One of the more important ideas I discovered from the existential philosopher Heidegger, an idea more fully flushed out in its significance by the Psychologist Medard Boss, who used Heidegger's philosophy, is that of Attunement.

For example:
A man who is starving can only see in the world all those things which correspond to his hunger, to the extent that the things in his environment reveal themselves to him, they are likely to reveal only their edible qualities, for instance. For his existence is attuned to hunger, and this is the way his Da-sein (Being) is open to the world.

Medard Boss puts these ideas to excellent use to explain the meaning of dreams, in contrast to Freudian theory which involves completely hypothetical and unrealistic assumptions - such as creating a dream censor that decides what content to "filter out." (so is there a little man in our heads, then, deciding for us?
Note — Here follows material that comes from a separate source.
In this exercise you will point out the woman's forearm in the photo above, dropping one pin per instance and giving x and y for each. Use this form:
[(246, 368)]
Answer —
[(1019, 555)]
The paradox of an "unaware awareness.")

I will leave you with a few of my own reflections along this line of thought, which has been fruitful to me: It is impossible to remain in a state (attunement) of anxiety when you make efforts to be in a state of love, or Care (another fundamental concept itself for Heidegger).

If I have found anything to be the polar opposite of anxiety, it is Care and Love.
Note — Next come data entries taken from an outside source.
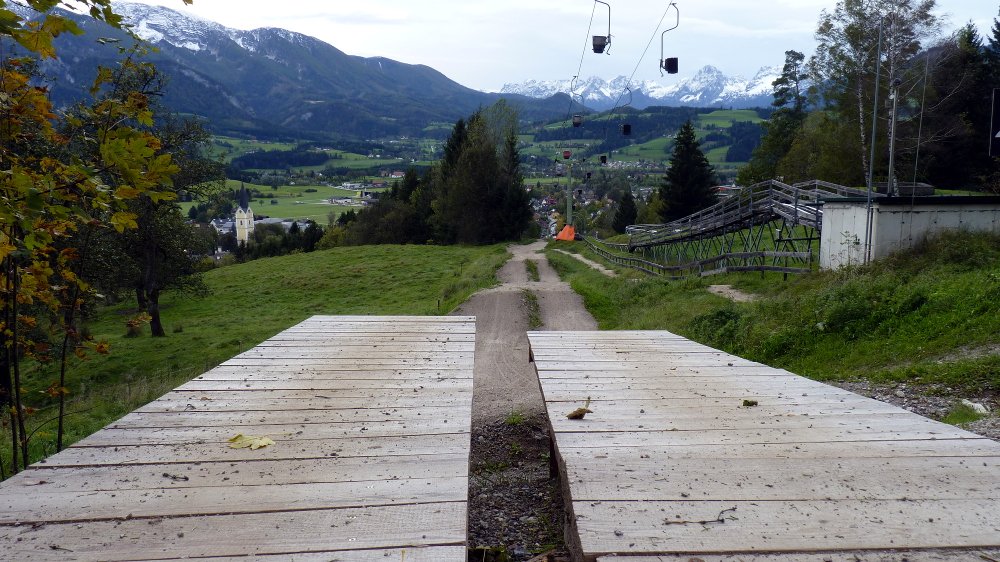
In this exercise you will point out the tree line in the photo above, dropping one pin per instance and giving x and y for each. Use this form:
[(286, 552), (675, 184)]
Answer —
[(833, 117), (474, 195), (87, 210)]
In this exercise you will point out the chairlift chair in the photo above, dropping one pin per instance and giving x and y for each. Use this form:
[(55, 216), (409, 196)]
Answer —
[(669, 64), (602, 42)]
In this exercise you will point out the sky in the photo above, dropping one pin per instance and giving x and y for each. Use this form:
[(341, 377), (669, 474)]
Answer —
[(484, 45)]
It is along the lines of this notion of "Attunement," that I relate Wayne Dyer's Power of Intention to Heidegger's existential philosophy. From Dyer;
"When you change the way you look at things, the things you look at change."

Dyer immediately makes the leap to suggest that our attunement (he does not use the term himself) has an effect of drawing certain things closer or farther from us, and therefore advises things such as remaining in a state of constant gratitude. I see the reasoning behind his thinking, and in a sense it is well-known and common; ie "What you fear finds you." However, I have not quite yet arrived at the conclusion myself from the standpoint of Understanding, e.g. the process by which our existence can repel or attract things that are usually viewed as being quite separate from our "thoughts," such as money, being in a certain place etc.

If we can bring what we desire into our lives simply by the way we exist, more specifically by paying attention to the way we exist, the way we choose to live in and see the world, the potential is unlimited for attracting all the good things we want into our lives.